The hepatitis infection broke out in July. Director of the PRIPCPH,
doctor Ani Eginlian, declared it an epidemic on 30 Aug [2006].
Scores of people have been coming to the Plovdiv hospital of Sveti
Georgi (Saint George) and hospitals in the surrounding towns every
day. On 4 Sep [2006], 29 were registered. The week of 20 Aug [2006],
258 people in the whole country became infected, as opposed to 169 in
the previous week, the Health Ministry said. 83 of the 258 came from
Stolipinovo.
On 7 or 8 Sep [2006], representatives of the Iztok and Sever
municipalities of Plovdiv (where Stolipinovo and Sheker Mahala are),
the PRIPCPH, surrounding villages and the Plovdiv branch of the
Bulgarian Red Cross (BRCP) were to meet to co-ordinate their efforts
to prevent a further outbreak of the disease, a BRCP official told
The Sofia Echo. At the moment, things were still at a stage when
precise needs were being evaluated, the official said.
All parents of Roma children have otherwise received invitations for
immunisation, the head of the Health Ministry department for
supervising infectious diseases, Angel Kunchev, told Bulgarian news
agency BTA. Children whose parents did not agree to vaccinations
would not be vaccinated, he said.
Immunisation has been dogged by doctor protests also. Doctors were
not refusing to vaccinate, according to an 31 Aug [2006] declaration
sent by doctors to the Health Ministry, Plovdiv municipal
institutions and state institutions. Rather, they wanted precise
immunisation schedules, corresponding payment arrangements and
separate immunisation rooms to prevent infecting other patients, BTA said.

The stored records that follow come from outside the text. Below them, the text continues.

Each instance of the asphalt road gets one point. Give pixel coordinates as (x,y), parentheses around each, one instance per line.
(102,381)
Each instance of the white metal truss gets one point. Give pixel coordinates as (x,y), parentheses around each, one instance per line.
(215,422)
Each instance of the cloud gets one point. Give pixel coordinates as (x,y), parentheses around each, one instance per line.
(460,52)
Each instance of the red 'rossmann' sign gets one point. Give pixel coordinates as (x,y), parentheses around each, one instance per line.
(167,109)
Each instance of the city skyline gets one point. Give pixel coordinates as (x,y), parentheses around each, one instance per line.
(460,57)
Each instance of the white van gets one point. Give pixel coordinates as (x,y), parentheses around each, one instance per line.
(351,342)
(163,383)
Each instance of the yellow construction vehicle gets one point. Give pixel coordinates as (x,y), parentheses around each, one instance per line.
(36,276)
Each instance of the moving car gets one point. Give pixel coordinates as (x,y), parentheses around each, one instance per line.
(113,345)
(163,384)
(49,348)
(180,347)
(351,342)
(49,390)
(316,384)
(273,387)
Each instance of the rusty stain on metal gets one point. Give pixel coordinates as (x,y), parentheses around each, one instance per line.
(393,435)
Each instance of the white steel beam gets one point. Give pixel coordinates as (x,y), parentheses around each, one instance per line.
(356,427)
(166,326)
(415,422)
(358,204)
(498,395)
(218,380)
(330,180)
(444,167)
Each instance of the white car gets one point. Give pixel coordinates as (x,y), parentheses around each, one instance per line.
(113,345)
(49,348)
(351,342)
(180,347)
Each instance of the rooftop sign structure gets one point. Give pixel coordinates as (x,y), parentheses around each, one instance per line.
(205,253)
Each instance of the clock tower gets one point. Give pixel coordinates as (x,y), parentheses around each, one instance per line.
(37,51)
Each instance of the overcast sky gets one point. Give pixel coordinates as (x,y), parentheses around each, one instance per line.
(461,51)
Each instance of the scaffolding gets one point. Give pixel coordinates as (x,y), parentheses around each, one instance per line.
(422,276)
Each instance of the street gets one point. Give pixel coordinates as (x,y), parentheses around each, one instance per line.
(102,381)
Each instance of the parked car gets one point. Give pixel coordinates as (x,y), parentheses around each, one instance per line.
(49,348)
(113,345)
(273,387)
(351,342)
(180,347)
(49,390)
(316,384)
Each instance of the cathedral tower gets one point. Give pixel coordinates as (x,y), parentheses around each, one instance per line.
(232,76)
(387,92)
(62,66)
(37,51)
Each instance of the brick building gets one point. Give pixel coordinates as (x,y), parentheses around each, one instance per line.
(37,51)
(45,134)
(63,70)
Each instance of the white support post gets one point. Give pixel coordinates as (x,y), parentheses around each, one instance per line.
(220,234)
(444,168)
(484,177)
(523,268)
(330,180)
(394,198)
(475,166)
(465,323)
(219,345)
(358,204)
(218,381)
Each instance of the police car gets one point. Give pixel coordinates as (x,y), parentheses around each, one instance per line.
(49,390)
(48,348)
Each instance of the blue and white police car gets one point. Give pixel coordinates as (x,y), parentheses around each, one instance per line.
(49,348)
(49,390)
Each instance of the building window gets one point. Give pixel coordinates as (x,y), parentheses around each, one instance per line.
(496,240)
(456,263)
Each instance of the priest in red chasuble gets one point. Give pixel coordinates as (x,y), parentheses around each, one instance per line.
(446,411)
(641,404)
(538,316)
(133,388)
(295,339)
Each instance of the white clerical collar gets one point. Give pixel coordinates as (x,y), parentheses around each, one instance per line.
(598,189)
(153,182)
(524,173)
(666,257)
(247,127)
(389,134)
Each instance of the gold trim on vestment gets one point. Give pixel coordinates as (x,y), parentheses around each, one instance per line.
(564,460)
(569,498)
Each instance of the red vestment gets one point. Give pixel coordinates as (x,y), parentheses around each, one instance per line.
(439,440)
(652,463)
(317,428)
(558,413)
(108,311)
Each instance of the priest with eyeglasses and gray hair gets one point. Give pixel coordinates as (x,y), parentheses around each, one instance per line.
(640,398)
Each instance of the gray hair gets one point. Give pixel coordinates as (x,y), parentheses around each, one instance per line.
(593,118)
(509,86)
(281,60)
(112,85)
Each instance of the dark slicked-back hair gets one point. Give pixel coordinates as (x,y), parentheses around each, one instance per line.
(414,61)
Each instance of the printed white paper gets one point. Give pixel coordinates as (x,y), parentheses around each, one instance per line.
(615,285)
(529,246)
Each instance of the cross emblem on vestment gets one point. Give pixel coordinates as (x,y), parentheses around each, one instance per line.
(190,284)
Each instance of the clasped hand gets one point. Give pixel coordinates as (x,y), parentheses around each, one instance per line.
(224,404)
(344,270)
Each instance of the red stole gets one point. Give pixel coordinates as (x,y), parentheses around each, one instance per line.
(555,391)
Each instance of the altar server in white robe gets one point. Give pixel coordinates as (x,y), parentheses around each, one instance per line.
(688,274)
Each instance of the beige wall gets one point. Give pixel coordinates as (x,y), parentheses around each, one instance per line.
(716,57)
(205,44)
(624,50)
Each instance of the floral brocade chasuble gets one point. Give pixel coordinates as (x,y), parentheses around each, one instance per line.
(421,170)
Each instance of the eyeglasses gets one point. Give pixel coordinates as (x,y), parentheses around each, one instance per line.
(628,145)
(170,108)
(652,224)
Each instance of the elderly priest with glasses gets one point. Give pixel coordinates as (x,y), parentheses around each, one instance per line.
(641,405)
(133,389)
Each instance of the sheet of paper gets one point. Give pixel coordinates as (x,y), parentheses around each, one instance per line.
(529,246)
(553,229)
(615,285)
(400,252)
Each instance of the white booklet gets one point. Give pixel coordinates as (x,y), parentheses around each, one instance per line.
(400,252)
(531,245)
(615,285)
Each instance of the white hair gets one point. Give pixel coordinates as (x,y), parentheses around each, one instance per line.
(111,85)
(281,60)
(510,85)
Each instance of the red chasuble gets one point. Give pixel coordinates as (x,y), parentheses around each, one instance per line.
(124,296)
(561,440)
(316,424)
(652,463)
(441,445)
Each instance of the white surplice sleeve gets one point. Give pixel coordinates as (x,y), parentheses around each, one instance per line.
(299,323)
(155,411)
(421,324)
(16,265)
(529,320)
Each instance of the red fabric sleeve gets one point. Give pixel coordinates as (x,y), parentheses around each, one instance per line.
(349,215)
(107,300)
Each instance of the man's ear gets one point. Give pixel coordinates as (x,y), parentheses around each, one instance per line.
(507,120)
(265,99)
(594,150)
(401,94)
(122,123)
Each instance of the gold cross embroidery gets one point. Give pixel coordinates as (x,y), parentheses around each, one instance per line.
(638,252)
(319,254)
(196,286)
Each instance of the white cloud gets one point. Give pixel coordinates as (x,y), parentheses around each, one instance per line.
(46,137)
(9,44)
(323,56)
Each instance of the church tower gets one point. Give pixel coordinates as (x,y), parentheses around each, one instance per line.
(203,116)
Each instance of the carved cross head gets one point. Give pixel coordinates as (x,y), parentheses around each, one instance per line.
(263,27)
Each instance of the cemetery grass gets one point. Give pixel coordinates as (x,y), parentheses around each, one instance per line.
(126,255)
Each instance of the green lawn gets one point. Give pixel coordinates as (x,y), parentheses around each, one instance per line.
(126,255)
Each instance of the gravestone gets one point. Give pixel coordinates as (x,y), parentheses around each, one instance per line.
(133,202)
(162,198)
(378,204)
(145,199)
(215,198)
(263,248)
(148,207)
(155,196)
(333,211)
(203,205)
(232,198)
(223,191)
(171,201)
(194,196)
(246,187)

The Health Ministry provided the schedules and was arranging
additional medical teams to aid the vaccination process. The teams
would come from the ministry, PRIPCPH and neighbouring regions.

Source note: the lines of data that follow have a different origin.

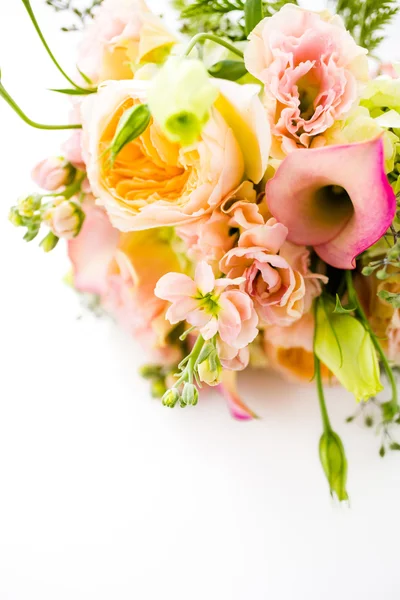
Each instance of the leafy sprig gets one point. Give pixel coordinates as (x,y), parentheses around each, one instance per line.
(82,14)
(366,19)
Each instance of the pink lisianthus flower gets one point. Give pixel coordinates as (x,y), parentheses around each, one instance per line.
(277,289)
(336,199)
(207,304)
(311,68)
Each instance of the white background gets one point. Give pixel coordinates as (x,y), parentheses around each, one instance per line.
(105,494)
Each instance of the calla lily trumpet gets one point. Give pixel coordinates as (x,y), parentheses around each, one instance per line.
(337,199)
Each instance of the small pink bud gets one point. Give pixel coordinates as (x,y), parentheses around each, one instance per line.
(52,173)
(64,219)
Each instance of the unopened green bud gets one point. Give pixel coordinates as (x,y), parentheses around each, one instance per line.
(190,395)
(158,388)
(180,99)
(210,369)
(150,371)
(368,271)
(49,242)
(334,463)
(382,274)
(14,217)
(171,397)
(28,205)
(64,218)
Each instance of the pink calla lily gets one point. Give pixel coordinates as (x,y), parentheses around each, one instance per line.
(336,198)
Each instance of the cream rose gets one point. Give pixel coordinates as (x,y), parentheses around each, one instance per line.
(155,182)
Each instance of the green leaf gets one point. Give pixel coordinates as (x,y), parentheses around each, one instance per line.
(85,77)
(393,299)
(228,69)
(253,14)
(72,91)
(341,310)
(367,19)
(133,123)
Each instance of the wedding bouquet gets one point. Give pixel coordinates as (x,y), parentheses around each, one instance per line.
(231,199)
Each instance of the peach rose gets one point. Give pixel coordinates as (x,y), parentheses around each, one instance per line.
(213,235)
(311,68)
(123,269)
(155,182)
(123,34)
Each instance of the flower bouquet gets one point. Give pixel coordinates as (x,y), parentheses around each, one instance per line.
(230,198)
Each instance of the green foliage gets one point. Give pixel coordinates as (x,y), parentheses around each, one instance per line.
(221,17)
(366,19)
(82,12)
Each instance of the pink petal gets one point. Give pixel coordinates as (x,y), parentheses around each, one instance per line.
(229,323)
(174,285)
(92,251)
(204,278)
(338,230)
(180,309)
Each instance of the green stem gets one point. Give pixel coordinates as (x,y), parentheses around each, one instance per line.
(32,17)
(6,96)
(318,379)
(353,299)
(214,38)
(187,374)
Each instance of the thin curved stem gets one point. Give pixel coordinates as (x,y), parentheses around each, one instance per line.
(6,96)
(214,38)
(32,17)
(353,298)
(318,380)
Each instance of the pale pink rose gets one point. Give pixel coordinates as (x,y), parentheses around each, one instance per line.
(52,173)
(155,182)
(123,34)
(299,259)
(276,288)
(390,69)
(311,68)
(213,235)
(122,269)
(290,349)
(206,303)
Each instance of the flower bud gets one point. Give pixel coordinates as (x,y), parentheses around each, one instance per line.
(190,395)
(180,99)
(28,205)
(171,397)
(158,388)
(53,173)
(49,242)
(346,348)
(14,217)
(334,463)
(64,218)
(210,369)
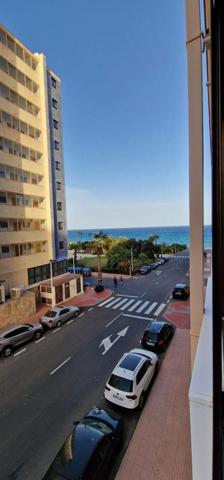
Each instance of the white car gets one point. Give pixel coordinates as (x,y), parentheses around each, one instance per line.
(58,315)
(130,378)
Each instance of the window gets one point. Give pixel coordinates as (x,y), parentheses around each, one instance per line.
(53,82)
(55,122)
(54,102)
(3,225)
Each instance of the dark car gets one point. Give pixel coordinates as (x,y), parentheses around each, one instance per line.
(145,269)
(89,449)
(181,292)
(15,335)
(157,335)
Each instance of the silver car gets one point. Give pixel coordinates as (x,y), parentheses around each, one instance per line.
(58,315)
(14,335)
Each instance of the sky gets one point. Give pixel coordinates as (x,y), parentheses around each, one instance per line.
(123,68)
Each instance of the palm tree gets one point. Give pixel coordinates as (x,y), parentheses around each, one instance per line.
(99,242)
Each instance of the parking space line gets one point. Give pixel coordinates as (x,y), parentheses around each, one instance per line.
(21,351)
(40,340)
(59,366)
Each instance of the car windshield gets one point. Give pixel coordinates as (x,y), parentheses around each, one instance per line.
(121,383)
(51,314)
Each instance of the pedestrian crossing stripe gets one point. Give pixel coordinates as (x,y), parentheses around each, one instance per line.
(133,305)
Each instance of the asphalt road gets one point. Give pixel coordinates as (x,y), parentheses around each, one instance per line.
(48,384)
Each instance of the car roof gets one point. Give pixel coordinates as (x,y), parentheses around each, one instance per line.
(155,327)
(128,366)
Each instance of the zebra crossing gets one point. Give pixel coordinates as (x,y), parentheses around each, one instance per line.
(126,304)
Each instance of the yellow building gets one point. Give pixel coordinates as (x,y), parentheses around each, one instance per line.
(33,227)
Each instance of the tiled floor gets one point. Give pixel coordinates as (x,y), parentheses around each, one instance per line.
(160,446)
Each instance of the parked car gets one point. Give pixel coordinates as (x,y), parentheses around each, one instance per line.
(157,335)
(144,269)
(14,335)
(58,315)
(89,449)
(130,378)
(181,291)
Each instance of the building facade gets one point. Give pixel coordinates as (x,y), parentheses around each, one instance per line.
(33,227)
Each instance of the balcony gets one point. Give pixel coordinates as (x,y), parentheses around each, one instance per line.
(200,397)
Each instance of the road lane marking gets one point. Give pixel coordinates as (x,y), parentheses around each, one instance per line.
(40,340)
(150,308)
(55,331)
(113,302)
(105,302)
(127,296)
(59,366)
(127,304)
(142,307)
(107,343)
(159,309)
(133,306)
(113,320)
(119,304)
(21,351)
(137,316)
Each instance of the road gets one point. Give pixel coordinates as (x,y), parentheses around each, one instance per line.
(48,384)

On 1 Sep [2006], the PBRC committee gave 150kg of washing powder to
100 families in Plovdiv's Stolipinovo and Sheker Mahala.
The donation came from the Italian and Swiss Red Crosses. The Labour
and Social Policy Ministry also gave about 8 500 packs of soap and
wet wipes to Stolipinovo residents on 9 Aug [2006]. These cost about
10 000 leva, BTA said.
The Cabinet decided to give an additional one million leva [USD 649
182] to sanitise Stolipinovo, Health Minister Radoslav Gaidarski said
on 29 Aug [2006]. Stolipinovo had not been cleaned up for years. The
clearing of about 40 tons of refuse, which at places rose a metre
high, only started on 30 Aug [2006], but refuse was now being cleared
regularly. Shops and cafes in the two Roma quarters were also to be
regularly inspected, as were all affected areas in the region.
The areas between housing blocks in Stolipinovo should be drained and
asphalted, and their inhabitants should be brought out of there,
Gaidarski said. The municipality recently started demolishing illegal
wood and tin makeshift Roma houses as a measure to prevent infection.
The actual problem, however, was not illegal dwellings, but lack of a
sewerage system and running water, Stolipinovo inhabitants told
weekly paper Kapital. Refuse water had, so far, been poured into the
basements of surrounding housing complexes, and clean running water
would sometimes not reach beyond the second floor of housing complexes.
Health measures would not be enough to fight hepatitis, Gadiarski
said. Unless living conditions in the Roma quarters changed, the
epidemic would repeat itself in five years, Kunchev told BTA.